Calling them “riffs” may be giving them credit they don’t deserve; I mentioned superficial referentiality, and this is the type of film where a character named Duke Weaselton and voiced by Alan Tudyk echoes one of Tudyk’s lines as the Duke of Weaselton in Frozen…but not before Judy echoes it first. It’s silly and worthy of a chuckle, I guess, but you can’t really call it clever or smart or much good beyond that initial exposure. Still, it is at least silly and sort of funny at first, and we know how deep the basement for that sort of thing can go in an animated film.
And it doesn’t hurt our eyes, either; the movie really is well-animated, and I was particularly fond of the character design in strict technical and observational terms; the Disney look has generally employed a sharp attention to little detail in movement especially in animals, the beneficiary of an ethic that involves studying the habits and tics of live animals.
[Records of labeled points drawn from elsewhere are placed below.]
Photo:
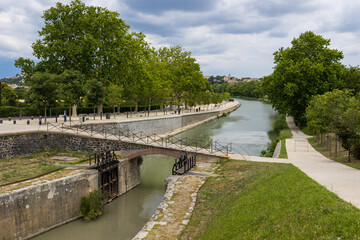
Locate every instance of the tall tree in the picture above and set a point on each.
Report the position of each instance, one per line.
(43, 91)
(307, 68)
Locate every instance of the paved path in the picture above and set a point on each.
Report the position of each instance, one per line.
(336, 177)
(340, 179)
(7, 127)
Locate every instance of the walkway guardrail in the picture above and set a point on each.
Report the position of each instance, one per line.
(183, 164)
(185, 144)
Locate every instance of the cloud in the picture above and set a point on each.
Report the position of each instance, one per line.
(225, 36)
(161, 6)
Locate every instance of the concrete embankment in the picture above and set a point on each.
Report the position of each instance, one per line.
(29, 211)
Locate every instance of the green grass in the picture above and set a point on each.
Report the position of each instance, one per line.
(19, 168)
(342, 155)
(269, 201)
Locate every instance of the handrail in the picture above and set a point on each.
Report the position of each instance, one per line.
(192, 144)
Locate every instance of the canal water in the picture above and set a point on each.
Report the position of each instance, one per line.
(247, 128)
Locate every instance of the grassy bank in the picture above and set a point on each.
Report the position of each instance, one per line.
(19, 168)
(269, 201)
(280, 132)
(331, 148)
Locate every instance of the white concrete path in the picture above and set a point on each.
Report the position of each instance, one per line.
(340, 179)
(336, 177)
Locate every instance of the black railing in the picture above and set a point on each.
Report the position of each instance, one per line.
(184, 144)
(183, 164)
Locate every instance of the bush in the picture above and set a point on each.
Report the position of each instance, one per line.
(91, 206)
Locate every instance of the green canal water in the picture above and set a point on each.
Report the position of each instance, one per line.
(247, 128)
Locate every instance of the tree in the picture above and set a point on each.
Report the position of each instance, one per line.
(87, 39)
(351, 77)
(43, 91)
(8, 95)
(95, 95)
(114, 96)
(72, 88)
(339, 112)
(307, 68)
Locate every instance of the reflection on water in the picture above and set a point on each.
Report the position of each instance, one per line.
(247, 128)
(126, 215)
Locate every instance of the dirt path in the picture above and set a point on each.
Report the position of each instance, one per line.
(175, 210)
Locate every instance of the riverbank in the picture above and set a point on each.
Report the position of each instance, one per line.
(11, 139)
(175, 210)
(269, 201)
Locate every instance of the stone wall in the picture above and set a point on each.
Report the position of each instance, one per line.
(35, 209)
(31, 210)
(28, 143)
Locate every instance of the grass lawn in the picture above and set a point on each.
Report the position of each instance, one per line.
(341, 155)
(19, 168)
(269, 201)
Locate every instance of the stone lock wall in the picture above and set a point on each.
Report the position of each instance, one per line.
(31, 210)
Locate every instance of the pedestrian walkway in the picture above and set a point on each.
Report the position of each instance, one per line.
(340, 179)
(8, 127)
(336, 177)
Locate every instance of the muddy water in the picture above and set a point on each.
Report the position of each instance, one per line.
(126, 215)
(247, 128)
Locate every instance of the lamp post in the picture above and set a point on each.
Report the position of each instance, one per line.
(0, 91)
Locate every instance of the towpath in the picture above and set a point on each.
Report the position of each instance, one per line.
(340, 179)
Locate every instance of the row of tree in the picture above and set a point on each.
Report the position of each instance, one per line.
(87, 55)
(310, 83)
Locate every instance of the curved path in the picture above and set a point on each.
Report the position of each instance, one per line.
(340, 179)
(336, 177)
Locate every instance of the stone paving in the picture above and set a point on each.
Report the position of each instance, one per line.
(175, 210)
(7, 127)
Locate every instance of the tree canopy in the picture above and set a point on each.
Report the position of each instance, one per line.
(307, 68)
(92, 46)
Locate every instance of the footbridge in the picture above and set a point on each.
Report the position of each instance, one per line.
(141, 144)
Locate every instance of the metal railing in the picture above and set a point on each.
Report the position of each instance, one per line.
(186, 143)
(183, 164)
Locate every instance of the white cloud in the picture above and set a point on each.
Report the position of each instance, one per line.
(226, 36)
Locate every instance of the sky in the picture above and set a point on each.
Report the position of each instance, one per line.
(236, 37)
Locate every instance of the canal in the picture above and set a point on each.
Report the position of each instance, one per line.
(247, 128)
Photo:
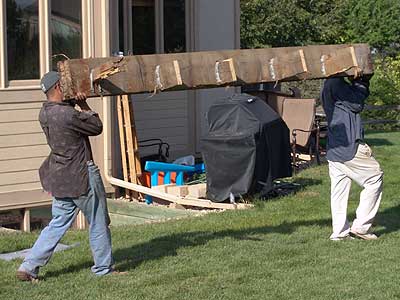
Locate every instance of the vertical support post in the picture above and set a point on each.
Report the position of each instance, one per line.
(123, 144)
(26, 221)
(129, 139)
(80, 221)
(179, 178)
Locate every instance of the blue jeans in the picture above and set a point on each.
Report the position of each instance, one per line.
(94, 207)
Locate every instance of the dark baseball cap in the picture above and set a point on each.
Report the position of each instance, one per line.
(49, 80)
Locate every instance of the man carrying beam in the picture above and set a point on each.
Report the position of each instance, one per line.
(350, 158)
(72, 178)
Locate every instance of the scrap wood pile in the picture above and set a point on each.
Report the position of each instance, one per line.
(160, 72)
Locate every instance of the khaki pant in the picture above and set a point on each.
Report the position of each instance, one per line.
(366, 172)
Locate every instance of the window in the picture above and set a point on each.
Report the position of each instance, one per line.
(35, 30)
(143, 26)
(22, 39)
(153, 26)
(66, 29)
(174, 26)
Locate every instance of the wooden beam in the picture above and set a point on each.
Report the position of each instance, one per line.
(182, 71)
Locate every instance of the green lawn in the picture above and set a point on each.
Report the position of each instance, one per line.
(278, 250)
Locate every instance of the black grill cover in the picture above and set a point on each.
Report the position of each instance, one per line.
(246, 147)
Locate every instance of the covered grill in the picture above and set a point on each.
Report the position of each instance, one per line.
(247, 146)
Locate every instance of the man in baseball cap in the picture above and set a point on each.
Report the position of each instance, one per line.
(49, 80)
(72, 178)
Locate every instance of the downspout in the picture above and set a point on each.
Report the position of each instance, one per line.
(121, 183)
(108, 177)
(148, 191)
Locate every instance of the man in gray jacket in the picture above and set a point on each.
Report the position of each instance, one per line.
(350, 158)
(72, 178)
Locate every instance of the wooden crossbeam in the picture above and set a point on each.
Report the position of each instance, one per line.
(123, 143)
(194, 70)
(340, 61)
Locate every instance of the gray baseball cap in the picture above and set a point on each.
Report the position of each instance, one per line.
(49, 80)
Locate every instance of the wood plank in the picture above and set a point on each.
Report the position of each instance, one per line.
(19, 106)
(138, 166)
(187, 201)
(197, 69)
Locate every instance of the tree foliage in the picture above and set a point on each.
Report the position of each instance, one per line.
(266, 23)
(299, 22)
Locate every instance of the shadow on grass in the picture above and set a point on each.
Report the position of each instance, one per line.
(284, 188)
(389, 219)
(130, 258)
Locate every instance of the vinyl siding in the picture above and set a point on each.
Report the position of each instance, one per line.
(23, 146)
(164, 116)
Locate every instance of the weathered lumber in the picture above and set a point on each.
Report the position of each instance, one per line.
(180, 71)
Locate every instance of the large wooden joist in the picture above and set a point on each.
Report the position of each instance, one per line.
(194, 70)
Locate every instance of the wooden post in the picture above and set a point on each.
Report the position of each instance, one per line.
(26, 221)
(123, 144)
(80, 221)
(131, 142)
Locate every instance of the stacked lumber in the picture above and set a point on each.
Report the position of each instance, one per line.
(193, 196)
(194, 70)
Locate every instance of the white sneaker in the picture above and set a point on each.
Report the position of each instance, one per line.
(364, 236)
(342, 238)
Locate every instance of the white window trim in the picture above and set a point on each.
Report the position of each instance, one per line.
(159, 26)
(44, 43)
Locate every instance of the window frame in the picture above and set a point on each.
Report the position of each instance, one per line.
(159, 26)
(44, 7)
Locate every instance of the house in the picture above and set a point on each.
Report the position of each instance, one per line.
(37, 33)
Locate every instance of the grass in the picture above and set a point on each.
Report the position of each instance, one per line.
(278, 250)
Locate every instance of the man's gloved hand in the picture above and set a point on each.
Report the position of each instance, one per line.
(364, 79)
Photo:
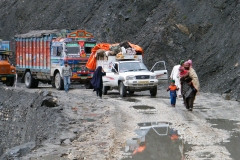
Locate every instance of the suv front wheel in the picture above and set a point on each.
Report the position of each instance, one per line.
(153, 91)
(122, 90)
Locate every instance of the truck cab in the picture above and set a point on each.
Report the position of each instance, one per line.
(7, 71)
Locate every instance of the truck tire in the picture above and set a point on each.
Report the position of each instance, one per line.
(105, 89)
(122, 90)
(153, 92)
(36, 82)
(58, 82)
(131, 92)
(88, 85)
(10, 82)
(28, 80)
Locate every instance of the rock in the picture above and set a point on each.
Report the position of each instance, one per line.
(49, 102)
(46, 93)
(18, 151)
(66, 142)
(226, 96)
(67, 135)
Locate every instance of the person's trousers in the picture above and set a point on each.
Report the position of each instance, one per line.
(66, 80)
(173, 99)
(99, 92)
(189, 101)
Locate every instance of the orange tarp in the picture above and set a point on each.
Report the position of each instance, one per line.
(91, 63)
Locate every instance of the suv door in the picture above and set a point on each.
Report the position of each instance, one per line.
(111, 78)
(159, 68)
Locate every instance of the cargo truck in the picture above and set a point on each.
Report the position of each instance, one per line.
(40, 56)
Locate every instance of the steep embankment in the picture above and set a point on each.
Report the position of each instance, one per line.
(25, 121)
(205, 31)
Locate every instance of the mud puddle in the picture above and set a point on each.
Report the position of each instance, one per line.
(233, 143)
(155, 140)
(131, 100)
(145, 109)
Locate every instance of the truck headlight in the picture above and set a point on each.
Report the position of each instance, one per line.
(130, 78)
(152, 77)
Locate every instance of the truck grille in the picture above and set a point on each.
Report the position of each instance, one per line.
(4, 69)
(143, 77)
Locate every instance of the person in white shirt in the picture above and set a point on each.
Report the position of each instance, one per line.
(67, 73)
(175, 76)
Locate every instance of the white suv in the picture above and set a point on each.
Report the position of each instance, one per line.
(133, 76)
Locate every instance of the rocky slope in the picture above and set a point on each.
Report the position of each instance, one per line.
(204, 31)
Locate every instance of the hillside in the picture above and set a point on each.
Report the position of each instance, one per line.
(205, 31)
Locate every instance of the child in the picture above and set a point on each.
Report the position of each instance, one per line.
(182, 72)
(173, 92)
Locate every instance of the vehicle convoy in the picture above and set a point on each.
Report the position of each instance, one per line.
(7, 70)
(125, 70)
(40, 56)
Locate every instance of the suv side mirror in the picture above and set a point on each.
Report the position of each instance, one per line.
(114, 70)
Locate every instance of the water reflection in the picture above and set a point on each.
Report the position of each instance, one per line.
(155, 140)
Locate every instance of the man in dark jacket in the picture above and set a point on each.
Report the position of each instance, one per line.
(97, 82)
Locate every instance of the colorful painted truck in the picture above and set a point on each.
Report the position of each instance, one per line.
(40, 56)
(7, 70)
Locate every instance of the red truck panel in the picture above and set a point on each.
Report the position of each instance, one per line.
(17, 53)
(24, 53)
(48, 51)
(34, 50)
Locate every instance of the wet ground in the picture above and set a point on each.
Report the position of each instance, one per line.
(139, 127)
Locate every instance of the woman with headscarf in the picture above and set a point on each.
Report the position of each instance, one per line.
(190, 86)
(97, 82)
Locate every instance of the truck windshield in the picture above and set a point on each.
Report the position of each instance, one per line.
(132, 66)
(72, 48)
(3, 57)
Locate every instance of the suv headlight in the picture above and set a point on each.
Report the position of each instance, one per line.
(130, 77)
(152, 77)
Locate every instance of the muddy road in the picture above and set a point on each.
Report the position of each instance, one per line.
(47, 124)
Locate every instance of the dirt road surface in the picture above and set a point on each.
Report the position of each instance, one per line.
(135, 127)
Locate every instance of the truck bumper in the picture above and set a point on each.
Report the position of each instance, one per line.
(5, 77)
(141, 85)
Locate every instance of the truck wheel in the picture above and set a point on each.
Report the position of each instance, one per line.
(58, 82)
(53, 83)
(36, 82)
(88, 85)
(28, 80)
(10, 81)
(122, 90)
(131, 92)
(105, 89)
(153, 92)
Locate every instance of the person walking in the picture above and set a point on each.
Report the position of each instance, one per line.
(190, 86)
(173, 92)
(175, 76)
(67, 73)
(97, 82)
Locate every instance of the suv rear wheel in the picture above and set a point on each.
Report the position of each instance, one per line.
(153, 92)
(28, 80)
(122, 90)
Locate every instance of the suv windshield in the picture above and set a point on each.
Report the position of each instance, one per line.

The inhabitants of Zootopia look complete, which is the best way I can put it; each little movement and twitch and contraction looks and feels like the result of some natural character outgrowth or reaction.
This is all studied and academic thought, the analysis of Zootopia as a well-animated piece of work with a conviction in its storyline that I wholeheartedly approve of in a conceptual sense. That still leaves a whopper of an obstacle: in the moment, I didn’t like it. I didn’t like the juxtaposition between the anthropomorphic animal population and a city that is for all intents and purposes like any human city, with human inventions designed for human limbs and human utilization. I didn’t like the laziness of the moment-to-moment approach of the humor, which too often verges on coy and self-satisfied. I didn’t like the depth of feeling being limited mostly to declarations of thought, without the contouring and modulation you find in the best character pieces. And in a film that’s about how self-deceiving we can be with our own assumptions and prejudices and preconceptions, I didn’t like that the movie’s ultimate antagonist is given no dimension or motivation beyond the basics of their plot goal. These are not the obstacles of inflated expectations; there’s enough that Zootopia does more or less right to make my comparative apathy toward the thing as a whole more significant, and attributable to very real character and storytelling flaws.